Le S&P 500 a enregistré une chute de 2.15% à 7421.56 points, dépassant le seuil ATR de 2.00%, signalant une volatilité accrue sur le marché américain. Cet effondrement intervient dans un contexte géopolitique dégradé et d'incertitudes politiques domestiques.
Facteurs géopolitiques identifiés :
Le refus catégorique de Vladimir Poutine de rencontrer Volodymyr Zelensky pour discuter d'une fin à la guerre en Ukraine (BBC, Al Jazeera, Le Monde - 18h GMT) réintroduit un risque de prolongation du conflit sans perspective de négociation. Poutine qualifie la lettre de Zelensky d'« irrespectueuse », fermant toute issue diplomatique court terme. L'intensification des frappes mutuelles (attaques ukrainiennes sur navires cargo, incidents en Roumanie) confirme une escalade tactique.
Facteurs politiques US :
La décision de l'administration Trump d'annuler les projets d'énergie éolienne (Al Jazeera) génère une « turmoil » dans le secteur privé.
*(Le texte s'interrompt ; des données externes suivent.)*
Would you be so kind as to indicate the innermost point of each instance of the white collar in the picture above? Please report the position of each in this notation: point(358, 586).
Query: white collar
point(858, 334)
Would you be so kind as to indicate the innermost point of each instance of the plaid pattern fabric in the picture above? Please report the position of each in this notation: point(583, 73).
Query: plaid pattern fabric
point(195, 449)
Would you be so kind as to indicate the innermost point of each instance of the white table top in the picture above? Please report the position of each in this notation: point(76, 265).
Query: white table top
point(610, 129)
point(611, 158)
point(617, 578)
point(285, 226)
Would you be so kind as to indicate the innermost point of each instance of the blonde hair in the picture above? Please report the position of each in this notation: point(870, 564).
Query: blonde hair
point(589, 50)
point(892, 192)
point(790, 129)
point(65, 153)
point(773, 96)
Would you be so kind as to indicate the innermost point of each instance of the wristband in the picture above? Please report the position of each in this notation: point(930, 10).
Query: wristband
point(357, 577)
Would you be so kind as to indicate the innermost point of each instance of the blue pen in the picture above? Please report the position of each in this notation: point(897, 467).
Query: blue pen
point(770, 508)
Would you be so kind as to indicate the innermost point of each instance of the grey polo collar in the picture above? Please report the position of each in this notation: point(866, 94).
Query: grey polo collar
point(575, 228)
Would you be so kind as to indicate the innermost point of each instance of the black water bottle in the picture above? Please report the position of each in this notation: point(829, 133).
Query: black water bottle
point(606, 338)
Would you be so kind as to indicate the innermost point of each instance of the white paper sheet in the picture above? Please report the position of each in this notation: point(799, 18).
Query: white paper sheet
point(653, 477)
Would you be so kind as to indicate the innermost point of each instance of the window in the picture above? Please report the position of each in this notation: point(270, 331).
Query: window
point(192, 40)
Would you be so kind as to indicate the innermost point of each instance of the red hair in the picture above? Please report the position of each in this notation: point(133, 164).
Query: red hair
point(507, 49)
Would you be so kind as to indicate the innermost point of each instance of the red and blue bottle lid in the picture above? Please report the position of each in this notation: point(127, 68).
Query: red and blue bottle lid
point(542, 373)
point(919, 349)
Un juge invalide également plusieurs restrictions migratoires de l'administration (Le Monde), alimentant l'incertitude réglementaire. Ces mouvements politiques contradictoires accentuent l'imprévisibilité pour les marchés.
Contexte technique :
Le dépassement du seuil ATR suggère une accélération de la volatilité. Broadcom s'apprête à perdre 300 milliards de dollars de capitalisation (Yahoo Finance), signalant une correction dans les valeurs de haute croissance (IA) après déception des résultats. Cet ajustement technique converge avec les préoccupations macro.
Interprétation :
La correction de -2.15% reflète une combinaison : (1) craintes géopolitiques durables sur Ukraine, (2) incertitudes politiques US entravant les investissements sectoriels, (3) correction technique en AI après cycle haussier prolongé. Les marchés valorisent un risque premium accru face à l'impasse diplomatique russo-ukrainienne et aux signaux politiques contradictoires de Washington.
La prochaine catalyse dépendra d'une clarification soit diplomatique soit d'une stabilisation des signaux politiques américains.